Health Benefits of Eating Seasonally

Fresh Vegetables

It’s easy to walk into a supermarket and find the same selection of fruits and vegetables all year long. Eating lots of colorful leafy greens, veggies, and fruits is good for us after all! So does it matter what season it is outside if there’s plenty to pick from inside the store? It actually can.

First things first - when you’re eating seasonally, produce doesn’t need to travel as far because it’s in season. For example: in order for that tomato to appear in your grocery cart in December, it has to be grown far away in a warmer climate. And in order to be ready for you to slice it up, it’s going to have to be picked long before it’s ripe so that it can make the trip without spoiling. Meanwhile, a tomato that’s in season can be grown nearby and picked just as it’s ripening.

Fruits and vegetables that are harvested when they’re ripe are at their peak nutritional value, and that’s a really good thing. This means of course that they contain more nutrients. A fruit or vegetable that’s picked early is not only going to be less nutritious, it’s also going to lose some of the nutritional value while it’s being transported. Less travel time means less nutrient loss!

In-season fruits and vegetables also happen to taste a lot better too! When harvested locally, they’re picked at a point where they’ve been able to ripen on the vine instead of in a transport crate. If they’re harvested too early, they’re refrigerated. While refrigeration is meant to help them stay fresh longer, it can also rob the fruits and vegetables of their flavor.

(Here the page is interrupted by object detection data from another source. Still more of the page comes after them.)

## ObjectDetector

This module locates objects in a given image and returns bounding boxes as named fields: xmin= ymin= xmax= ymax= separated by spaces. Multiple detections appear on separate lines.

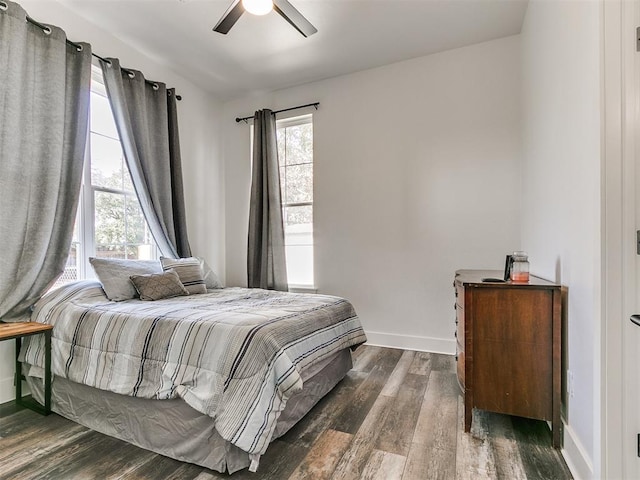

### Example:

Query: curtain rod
xmin=236 ymin=102 xmax=320 ymax=123
xmin=27 ymin=15 xmax=182 ymax=100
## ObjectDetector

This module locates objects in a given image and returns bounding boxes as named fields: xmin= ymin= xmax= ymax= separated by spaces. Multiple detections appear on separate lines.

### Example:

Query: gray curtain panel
xmin=100 ymin=58 xmax=191 ymax=258
xmin=247 ymin=109 xmax=289 ymax=291
xmin=0 ymin=1 xmax=91 ymax=320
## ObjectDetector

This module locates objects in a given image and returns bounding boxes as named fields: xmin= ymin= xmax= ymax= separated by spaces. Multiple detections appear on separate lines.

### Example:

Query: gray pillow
xmin=89 ymin=257 xmax=162 ymax=302
xmin=160 ymin=257 xmax=207 ymax=295
xmin=196 ymin=257 xmax=223 ymax=290
xmin=131 ymin=270 xmax=189 ymax=300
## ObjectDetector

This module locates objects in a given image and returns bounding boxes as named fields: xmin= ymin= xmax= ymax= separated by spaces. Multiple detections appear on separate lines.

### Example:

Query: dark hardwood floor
xmin=0 ymin=346 xmax=571 ymax=480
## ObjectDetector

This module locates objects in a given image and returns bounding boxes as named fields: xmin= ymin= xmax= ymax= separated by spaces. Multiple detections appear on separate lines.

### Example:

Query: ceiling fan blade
xmin=213 ymin=0 xmax=244 ymax=35
xmin=273 ymin=0 xmax=318 ymax=37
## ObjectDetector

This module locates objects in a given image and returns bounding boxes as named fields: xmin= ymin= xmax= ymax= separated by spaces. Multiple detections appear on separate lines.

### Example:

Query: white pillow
xmin=89 ymin=257 xmax=162 ymax=302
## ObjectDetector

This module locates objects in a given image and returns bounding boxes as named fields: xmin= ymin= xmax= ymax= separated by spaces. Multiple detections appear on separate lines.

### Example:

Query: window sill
xmin=289 ymin=285 xmax=318 ymax=293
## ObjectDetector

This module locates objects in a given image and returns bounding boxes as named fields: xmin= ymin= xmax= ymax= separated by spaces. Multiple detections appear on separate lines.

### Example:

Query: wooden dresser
xmin=454 ymin=270 xmax=562 ymax=448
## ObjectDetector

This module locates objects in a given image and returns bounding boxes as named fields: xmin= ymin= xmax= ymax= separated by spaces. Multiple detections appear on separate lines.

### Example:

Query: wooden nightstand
xmin=454 ymin=270 xmax=563 ymax=448
xmin=0 ymin=322 xmax=53 ymax=415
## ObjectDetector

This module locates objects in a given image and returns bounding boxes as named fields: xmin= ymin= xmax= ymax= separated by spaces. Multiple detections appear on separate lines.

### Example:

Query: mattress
xmin=27 ymin=349 xmax=352 ymax=473
xmin=21 ymin=281 xmax=366 ymax=470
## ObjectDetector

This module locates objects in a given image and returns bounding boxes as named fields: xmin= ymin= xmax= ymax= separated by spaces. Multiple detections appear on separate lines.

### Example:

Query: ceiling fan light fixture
xmin=242 ymin=0 xmax=273 ymax=15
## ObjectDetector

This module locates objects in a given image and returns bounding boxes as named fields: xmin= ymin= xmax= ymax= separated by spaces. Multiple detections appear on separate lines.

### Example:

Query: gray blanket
xmin=22 ymin=281 xmax=366 ymax=457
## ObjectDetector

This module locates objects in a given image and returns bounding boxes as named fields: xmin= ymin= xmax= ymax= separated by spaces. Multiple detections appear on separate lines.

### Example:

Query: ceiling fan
xmin=213 ymin=0 xmax=318 ymax=37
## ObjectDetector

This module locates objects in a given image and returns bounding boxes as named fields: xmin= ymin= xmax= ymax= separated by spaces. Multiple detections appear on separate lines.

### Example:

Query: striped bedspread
xmin=22 ymin=281 xmax=366 ymax=456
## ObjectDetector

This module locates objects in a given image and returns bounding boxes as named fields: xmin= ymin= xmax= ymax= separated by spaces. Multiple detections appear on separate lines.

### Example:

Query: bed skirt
xmin=27 ymin=348 xmax=352 ymax=473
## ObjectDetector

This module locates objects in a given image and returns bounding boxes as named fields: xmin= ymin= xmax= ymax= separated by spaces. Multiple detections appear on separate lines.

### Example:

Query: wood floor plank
xmin=353 ymin=345 xmax=385 ymax=372
xmin=456 ymin=396 xmax=497 ymax=480
xmin=330 ymin=349 xmax=402 ymax=434
xmin=0 ymin=346 xmax=571 ymax=480
xmin=2 ymin=430 xmax=113 ymax=480
xmin=512 ymin=417 xmax=571 ymax=480
xmin=332 ymin=395 xmax=394 ymax=480
xmin=0 ymin=420 xmax=90 ymax=472
xmin=402 ymin=371 xmax=459 ymax=480
xmin=233 ymin=440 xmax=309 ymax=480
xmin=289 ymin=430 xmax=353 ymax=480
xmin=431 ymin=353 xmax=456 ymax=373
xmin=409 ymin=352 xmax=431 ymax=375
xmin=486 ymin=413 xmax=527 ymax=480
xmin=124 ymin=455 xmax=204 ymax=480
xmin=380 ymin=350 xmax=415 ymax=397
xmin=0 ymin=410 xmax=86 ymax=456
xmin=282 ymin=370 xmax=367 ymax=448
xmin=360 ymin=450 xmax=407 ymax=480
xmin=375 ymin=374 xmax=429 ymax=457
xmin=59 ymin=438 xmax=157 ymax=478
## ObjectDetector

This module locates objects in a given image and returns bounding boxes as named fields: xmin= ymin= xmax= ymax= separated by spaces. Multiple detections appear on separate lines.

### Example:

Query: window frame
xmin=56 ymin=63 xmax=160 ymax=286
xmin=276 ymin=113 xmax=317 ymax=293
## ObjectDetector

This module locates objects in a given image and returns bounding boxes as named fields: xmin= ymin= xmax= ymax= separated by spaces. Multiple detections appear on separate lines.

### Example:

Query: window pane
xmin=126 ymin=195 xmax=149 ymax=245
xmin=285 ymin=123 xmax=313 ymax=165
xmin=284 ymin=205 xmax=313 ymax=232
xmin=276 ymin=128 xmax=287 ymax=165
xmin=52 ymin=241 xmax=80 ymax=288
xmin=285 ymin=245 xmax=314 ymax=285
xmin=280 ymin=167 xmax=287 ymax=204
xmin=285 ymin=163 xmax=313 ymax=203
xmin=94 ymin=192 xmax=126 ymax=248
xmin=91 ymin=133 xmax=125 ymax=190
xmin=90 ymin=92 xmax=119 ymax=138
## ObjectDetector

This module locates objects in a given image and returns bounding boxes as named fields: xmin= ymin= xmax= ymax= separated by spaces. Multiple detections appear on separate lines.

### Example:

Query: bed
xmin=20 ymin=281 xmax=366 ymax=473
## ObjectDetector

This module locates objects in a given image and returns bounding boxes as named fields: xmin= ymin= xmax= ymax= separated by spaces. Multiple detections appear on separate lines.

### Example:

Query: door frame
xmin=604 ymin=0 xmax=640 ymax=478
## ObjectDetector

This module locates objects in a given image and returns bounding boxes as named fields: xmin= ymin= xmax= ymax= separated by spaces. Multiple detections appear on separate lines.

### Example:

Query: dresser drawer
xmin=456 ymin=307 xmax=464 ymax=344
xmin=456 ymin=343 xmax=465 ymax=393
xmin=455 ymin=283 xmax=464 ymax=308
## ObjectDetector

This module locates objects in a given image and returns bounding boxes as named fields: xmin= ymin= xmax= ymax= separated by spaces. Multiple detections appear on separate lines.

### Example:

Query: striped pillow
xmin=160 ymin=257 xmax=207 ymax=295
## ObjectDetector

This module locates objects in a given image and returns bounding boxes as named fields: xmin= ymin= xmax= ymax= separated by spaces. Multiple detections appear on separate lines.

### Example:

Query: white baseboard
xmin=562 ymin=422 xmax=594 ymax=480
xmin=366 ymin=332 xmax=456 ymax=355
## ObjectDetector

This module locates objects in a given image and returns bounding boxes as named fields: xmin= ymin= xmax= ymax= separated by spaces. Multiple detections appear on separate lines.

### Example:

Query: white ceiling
xmin=59 ymin=0 xmax=527 ymax=100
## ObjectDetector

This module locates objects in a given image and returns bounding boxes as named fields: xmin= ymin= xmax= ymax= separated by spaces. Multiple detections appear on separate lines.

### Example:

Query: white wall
xmin=522 ymin=0 xmax=601 ymax=478
xmin=223 ymin=36 xmax=521 ymax=353
xmin=0 ymin=0 xmax=224 ymax=403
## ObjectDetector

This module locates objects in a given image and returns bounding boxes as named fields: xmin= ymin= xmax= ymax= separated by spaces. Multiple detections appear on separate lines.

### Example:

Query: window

In some cases, it can also change the texture, and not in a good way.

Another benefit of eating seasonally is reducing the amount of fuel needed to transport the food. Reduced transport requirements mean less pollution, and pollution has a huge impact on your health.

Not everyone can eat completely in season, and not every community has access to local farmer's markets. More grocery stores are starting to feature local and regional produce though, and that’s a good step in a healthier direction!